Big-O算法分析
我想说这不是家庭作业的问题。它只是 USACO 网站上学习动态规划概念的在线教程资源。 在资源中,给出了一个问题如下。
问题: 一个多达 10000 个整数的序列,( 0 < 整数 < 100,000),最大递减子序列是多少?
伙计们,给出了体面的递归方法
1 #include <stdio.h>
2 long n, sequence[10000];
3 main () {
4 FILE *in, *out;
5 int i;
6 in = fopen ("input.txt", "r");
7 out = fopen ("output.txt", "w");
8 fscanf(in, "%ld", &n);
9 for (i = 0; i < n; i++) fscanf(in, "%ld", &sequence[i]);
10 fprintf (out, "%d\n", check (0, 0, 99999));
11 exit (0);
12 }
13 check (start, nmatches, smallest) {
14 int better, i, best=nmatches;
15 for (i = start; i < n; i++) {
16 if (sequence[i] < smallest) {
17 better = check (i, nmatches+1, sequence[i]);
18 if (better > best) best = better;
19 }
20 }
21 return best;
22 }
,我不擅长算法分析。请您告诉我在最坏情况下尽可能严格的递归枚举解决方案的 Big-O 表示法是什么。我个人的想法是O(N^N),但是我没有信心。因为在N<=100下运行时间还是可以接受的。肯定有问题。请帮我。谢谢。
在USACO网站上,给出了O(n^2)的动态规划方法如下。
1 #include <stdio.h>
2 #define MAXN 10000
3 main () {
4 long num[MAXN], bestsofar[MAXN];
5 FILE *in, *out;
6 long n, i, j, longest = 0;
7 in = fopen ("input.txt", "r");
8 out = fopen ("output.txt", "w");
9 fscanf(in, "%ld", &n);
10 for (i = 0; i < n; i++) fscanf(in, "%ld", &num[i]);
11 bestsofar[n-1] = 1;
12 for (i = n-1-1; i >= 0; i--) {
13 bestsofar[i] = 1;
14 for (j = i+1; j < n; j++) {
15 if (num[j] < num[i] && bestsofar[j] >= bestsofar[i]) {
16 bestsofar[i] = bestsofar[j] + 1;
17 if (bestsofar[i] > longest) longest = bestsofar[i];
18 }
19 }
20 }
21 fprintf(out, "bestsofar is %d\n", longest);
22 exit(0);
23 }
I would say it's not a homework problem. It's just a tutorial resource online to learn the dynamic programming concepts from USACO website.

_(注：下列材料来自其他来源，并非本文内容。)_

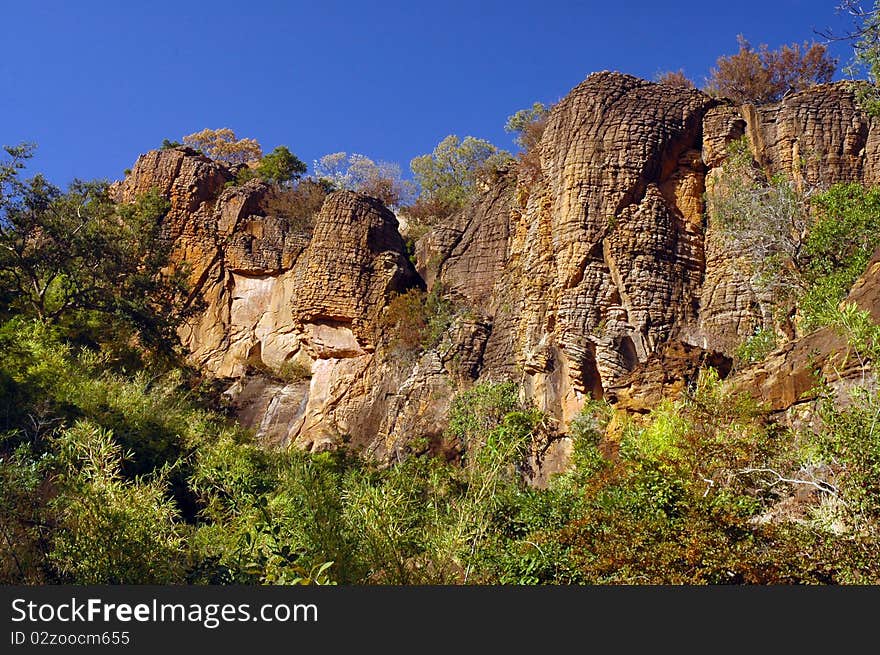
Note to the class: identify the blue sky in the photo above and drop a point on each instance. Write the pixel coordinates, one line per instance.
(95, 84)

In the resource, a problem was given as follows.
Question:
A sequcen of as many as 10000 integers, ( 0 < integer < 100,000), what is the maximum decreasing subsequence?
The decent recursive approach was given
1 #include <stdio.h>
2 long n, sequence[10000];
3 main () {
4 FILE *in, *out;
5 int i;
6 in = fopen ("input.txt", "r");
7 out = fopen ("output.txt", "w");
8 fscanf(in, "%ld", &n);
9 for (i = 0; i < n; i++) fscanf(in, "%ld", &sequence[i]);
10 fprintf (out, "%d\n", check (0, 0, 99999));
11 exit (0);
12 }
13 check (start, nmatches, smallest) {
14 int better, i, best=nmatches;
15 for (i = start; i < n; i++) {
16 if (sequence[i] < smallest) {
17 better = check (i, nmatches+1, sequence[i]);
18 if (better > best) best = better;
19 }
20 }
21 return best;
22 }
Guys, I am not good at the algorithmic analysis. Would you please tell me what's the Big-O notation to this recursive enumeration solution in worst case as tight as possible. My personal thought would be O(N^N), but I have no confidence. Because the runtime is still acceptable under N <= 100. There must be something wrong. Please help me. Thank you.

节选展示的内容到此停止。